FRESH plans have been submitted to change the use of a well-known roadside pub on the A64 near York into a drive-thru Starbucks with offices.

Teesside-based Dennis Harley Developments has now boosted measures to combat drainage problems, the issue which led City of York Council earlier this year to refuse a scheme for the Four Alls Inn at Stockton-on-Forest.

Planning documents submitted to the council says following talks with the local flooding authority, drainage issues have been resolved and a revised drainage strategy prepared.

Investigations were made into the existing drainage system, leading to drains being unblocked by removing debris and vegetation, and re-establishing a free-flowing system.

The application promises measures including creating an attenuation pond and says the drainage will be managed by a private company.

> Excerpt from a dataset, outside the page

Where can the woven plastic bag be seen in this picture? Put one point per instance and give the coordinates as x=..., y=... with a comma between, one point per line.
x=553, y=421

Elsewhere, the application remains the same as before to redevelop the site to provide coffee shop, office and retail facilities.

It would open from 7am to 11pm Monday to Saturday and from 9am to 11pm on Sundays and Bank Holidays.

Some of the work has already started, so the application is part-retrospective, it said.

The application continued: “The ground floor of the original public house building is to be used as a café with drive thru. A single storey element to the rear of the public house has been demolished and a canopy erected to cover the drive thru collection point. The upper floor is to be used as office space.”

Parking on the site would increase from 23 to 46 spaces and access from the A64 will be improved, as already agreed with National Highways.

The application says the site was used as a pub for about a century but this use was no longer found to be viable so Punch Taverns closed the pub and sold it for redevelopment. No formal offers were made to keep it as a pub, so the city council accepts the site is not viable as a pub.

This was also accepted in a previous planning application, which was approved several years ago and remains in force until July 2023 to demolish the pub and replace it with two houses.

The city council has also accepted the relatively small scale of the proposal will not harm the viability and vitality of the city centre.

Jobs will be created in and the coffee shop “will create an attractive new meeting place for local people as well as a valuable stopping off point for passing motorists.”

The intended operator Starbucks will ensure the ongoing use and maintenance of the building.

The application added: “It is accepted that the best way to conserve a building is to keep it in use, or to find it an appropriate new use which would see to its long-term conservation. An unreasonable, inflexible approach will prevent action that could give a building new life.”